Le bourg dormait paisiblement. Les hommes qui avaient détruit le camp de l’ermite y jouissaient de la tiédeur de leur lit. Huttunen poussa un hurlement menaçant, d’abord d’une voix sourde, puis à pleins poumons, un cri sonore et démentiel. Le hurlement insensé, porté par une nuit d’été limpide, atteignait le village. Les chiens s’éveillèrent au bruit, commencèrent à aboyer, la nuque hérissée. Ils donnèrent bientôt tous de la voix, jusqu’au plus petit roquet, jappant et clabaudant de toutes leurs forces. Ils essayaient de répondre au clair hurlement de Huttunen venu des rochers du mont Reutu. AU loin, on entendit les aboiements se propager dans tous les villages voisins et les chiens de la contrée ne se calmèrent qu’au petit matin, alors que Huttunen lui-même s’était rendormi sur les aiguilles de pin du mont Reutu.

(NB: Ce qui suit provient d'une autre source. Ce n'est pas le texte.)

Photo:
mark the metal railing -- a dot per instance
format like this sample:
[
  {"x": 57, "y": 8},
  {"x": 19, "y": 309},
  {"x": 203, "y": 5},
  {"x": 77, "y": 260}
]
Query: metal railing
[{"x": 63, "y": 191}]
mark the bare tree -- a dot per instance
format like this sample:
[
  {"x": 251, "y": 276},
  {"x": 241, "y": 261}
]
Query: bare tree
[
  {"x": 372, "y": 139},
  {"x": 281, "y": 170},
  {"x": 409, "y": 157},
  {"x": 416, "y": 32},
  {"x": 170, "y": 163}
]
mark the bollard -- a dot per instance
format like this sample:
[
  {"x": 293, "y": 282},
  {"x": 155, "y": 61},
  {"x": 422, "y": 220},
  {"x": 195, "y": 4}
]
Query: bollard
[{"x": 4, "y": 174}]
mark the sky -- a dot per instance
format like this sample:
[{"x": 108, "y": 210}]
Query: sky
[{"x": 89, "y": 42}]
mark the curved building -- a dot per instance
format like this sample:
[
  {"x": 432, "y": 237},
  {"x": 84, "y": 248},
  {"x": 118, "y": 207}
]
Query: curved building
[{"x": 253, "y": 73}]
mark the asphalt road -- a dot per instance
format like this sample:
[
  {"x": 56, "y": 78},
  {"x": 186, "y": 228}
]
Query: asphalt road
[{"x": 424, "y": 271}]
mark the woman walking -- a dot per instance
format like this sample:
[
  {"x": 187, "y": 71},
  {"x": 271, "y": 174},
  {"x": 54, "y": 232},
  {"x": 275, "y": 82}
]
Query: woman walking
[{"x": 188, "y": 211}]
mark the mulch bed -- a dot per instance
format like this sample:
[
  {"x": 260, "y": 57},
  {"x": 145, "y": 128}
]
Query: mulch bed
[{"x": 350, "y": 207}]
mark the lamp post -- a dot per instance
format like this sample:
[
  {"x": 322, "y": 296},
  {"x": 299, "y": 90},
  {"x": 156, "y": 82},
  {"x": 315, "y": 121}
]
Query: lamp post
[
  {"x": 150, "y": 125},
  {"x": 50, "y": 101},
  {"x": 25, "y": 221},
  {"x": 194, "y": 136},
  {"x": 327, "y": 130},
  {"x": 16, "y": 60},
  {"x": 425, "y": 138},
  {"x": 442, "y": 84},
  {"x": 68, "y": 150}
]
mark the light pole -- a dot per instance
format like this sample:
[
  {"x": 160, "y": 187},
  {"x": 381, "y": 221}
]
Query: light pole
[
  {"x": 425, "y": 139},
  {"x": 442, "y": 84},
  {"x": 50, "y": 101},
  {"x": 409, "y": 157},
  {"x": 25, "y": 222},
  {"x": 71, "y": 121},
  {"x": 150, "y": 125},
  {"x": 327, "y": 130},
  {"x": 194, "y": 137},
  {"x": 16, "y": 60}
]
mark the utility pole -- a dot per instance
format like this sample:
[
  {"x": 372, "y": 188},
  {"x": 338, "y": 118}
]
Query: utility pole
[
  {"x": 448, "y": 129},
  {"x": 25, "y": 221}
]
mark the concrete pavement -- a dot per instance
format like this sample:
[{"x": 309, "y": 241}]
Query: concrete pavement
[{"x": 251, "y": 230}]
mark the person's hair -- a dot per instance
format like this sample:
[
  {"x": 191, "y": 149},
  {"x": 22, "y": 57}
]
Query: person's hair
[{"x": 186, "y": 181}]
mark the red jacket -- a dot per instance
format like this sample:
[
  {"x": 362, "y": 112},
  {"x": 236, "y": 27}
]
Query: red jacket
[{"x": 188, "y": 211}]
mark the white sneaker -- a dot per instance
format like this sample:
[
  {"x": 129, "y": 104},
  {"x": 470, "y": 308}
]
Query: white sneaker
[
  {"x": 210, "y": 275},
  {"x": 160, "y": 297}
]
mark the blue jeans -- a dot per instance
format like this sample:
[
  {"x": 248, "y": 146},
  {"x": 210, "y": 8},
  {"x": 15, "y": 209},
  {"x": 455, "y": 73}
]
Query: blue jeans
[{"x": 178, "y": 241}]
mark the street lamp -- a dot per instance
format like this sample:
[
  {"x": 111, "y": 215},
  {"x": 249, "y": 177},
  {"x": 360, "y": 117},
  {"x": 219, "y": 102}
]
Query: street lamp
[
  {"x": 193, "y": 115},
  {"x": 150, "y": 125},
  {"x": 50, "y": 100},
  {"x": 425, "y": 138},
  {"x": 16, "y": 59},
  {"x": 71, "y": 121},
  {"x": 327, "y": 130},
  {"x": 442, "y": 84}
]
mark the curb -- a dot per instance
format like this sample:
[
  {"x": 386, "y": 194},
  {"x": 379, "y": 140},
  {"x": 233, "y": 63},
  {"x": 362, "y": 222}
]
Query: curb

Perosnne ne dormit cette nuit-là au village. Plusieurs fermiers allèrent en chaussettes sur leur perron écouter les hurlements, puis rentrèrent dire à leur femme :
– C’est Nanar qui hurle là-bas.
Les bonnes femmes soupirèrent, effrayées, et remarquèrent :
– Il aurait fallu le laisser en paix. Il se plaint, le pauvre, maintenant qu’on lui a volé toutes ses affaires.